Jack Zduriencik is prepared to wait.
The Seattle Mariners general manager knows the odds of his team running down Oakland in the American League West standings are about as good as winning the lottery. A winning season for the Mariners — something that hasn’t happened since 2009 — isn’t impossible but is unlikely.
The Mariners have all the markings of being a seller at the Major League Baseball trade deadline. Seattle has some pieces – think pitchers Oliver Perez, Joe Saunders and veteran sluggers Kendrys Morales, Raul Ibañez and Michael Morse – that contending teams might want, but Zduriencik is choosing to wait and see what develops.

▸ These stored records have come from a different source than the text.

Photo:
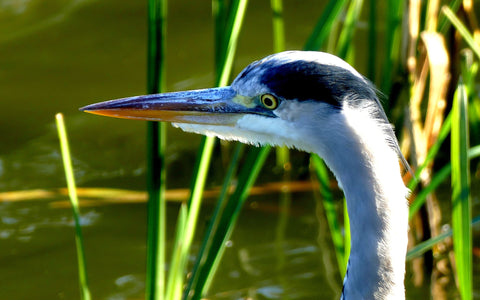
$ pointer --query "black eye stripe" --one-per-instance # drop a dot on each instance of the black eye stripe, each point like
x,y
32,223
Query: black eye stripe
x,y
269,101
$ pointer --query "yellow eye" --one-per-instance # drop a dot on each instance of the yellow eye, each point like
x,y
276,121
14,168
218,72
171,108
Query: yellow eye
x,y
269,101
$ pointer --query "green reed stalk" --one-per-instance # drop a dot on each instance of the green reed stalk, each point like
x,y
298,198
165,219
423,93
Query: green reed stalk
x,y
372,41
462,30
324,25
393,47
227,44
332,218
211,258
156,140
461,202
425,246
72,192
346,35
206,247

“In all fairness, I don’t think I’m going to be aggressive,’’ Zduriencik said recently. “I don’t think I’m going to go out there and start shopping our players. I don’t think that’s the right thing to do.’’
The official non-waivers trade deadline is July 31. In the next week or so, Zduriencik’s stance could change based on how the team fares.
Wins and losses might not even be the deciding factor for Zduriencik making a deal.
“You have to entertain calls when people call, and they are calling,” he said. “You have to listen to what they have to say, and you ultimately have to do what is best for the organization.”
Zduriencik is in an odd position. He’s in the final year of his contract, and no extension has been announced. Mariners CEO Howard Lincoln and team president Chuck Armstrong could be using the second half of the season to determine Zduriencik’s fate.
That leaves Zduriencik trying to determine whether to make a trade that would help the team in the future or hang on to players that could help the Mariners salvage the second half of the season.
How much does a record near or just over .500 mean to Zduriencik? To the fans? To the ownership?
Zduriencik is loath to talk about such scenarios and the concept of making decisions to maintain employment.
“I’ll do my job as I’m supposed to do,” he said of trades. “I’m certainly going to listen.”
The Mariners have 11 players who are in the final year of their contracts and will be up for free agency. Of those 11, none are looked at as key components to future seasons. They are veterans and bench players, and they are expendable.
There are a few moves Zduriencik could make that wouldn’t cripple the team’s 25-man roster.
Left-handed pitchers Perez and Saunders could be dealt without drastic repercussions. Even with a hiccup before the All-Star break, Perez has been Seattle’s best reliever.
Perez has shown the ability to dominate either left- or right-handed hitters. He entered the second half 2-2 with two saves and a 1.75 ERA in 38 relief appearances, with 50 strikeouts in 36ª innings pitched.
With teams such as Detroit, Boston and Cleveland all in desperate need of bullpen help, Perez’s versatility could make him highly valuable.
After a sluggish start, Saunders had pitched much better going into Friday’s game at Houston. He was 8-8 with a 4.24 ERA in 19 first-half starts. He isn’t overpowering, but he is dependable. And for teams in need of an experienced fourth or fifth starter, a guy who has playoff experience and who makes every start — and usually pitches into the seventh inning — could have value.
Brendan Ryan has lost his starting shortstop spot to rookie Brad Miller. Teams in search of a sure-handed glove might be interested in Ryan. The return, though, won’t be large.
Nor would any deal involving starting pitcher Aaron Harang or outfielders Endy Chavez, Jason Bay and Franklin Gutierrez net much for the Mariners.
The real conundrum for Zduriencik will be with Morales, Ibañez and Morse.
It seems likely the Mariners will keep Morales. The switch-hitting designated hitter was batting .280 with 14 home runs and 53 RBI before Friday.
The Mariners would like to sign Morales to multiyear extension, but the fact that he has Scott Boras as an agent makes things difficult. Boras is a firm believer in the value of the open market over extensions.
Seattle has some leverage, however. Because of Morales’ service time, the Mariners can tender a one-year contract to Morales for roughly $14 million (the average salary of the top 125 players in baseball).
He can refuse it and opt for free agency. But by doing that, any team that signs Morales to a free-agent contract must give up their first-round draft pick for next season as compensation.
Morse has power and can hit. But he hasn’t been healthy for much of the first half. If he were to get hot in the next 12 days, an offense-starved team might take a chance on him.
Still, his injury history is likely to decrease his value.
Ibañez, who had a team-best 24 homers in the first half, would be attractive to a team in the playoff hunt. But the 41-year-old also has value to the Mariners as a middle-of-the-order bat and a clubhouse presence that young players can lean on.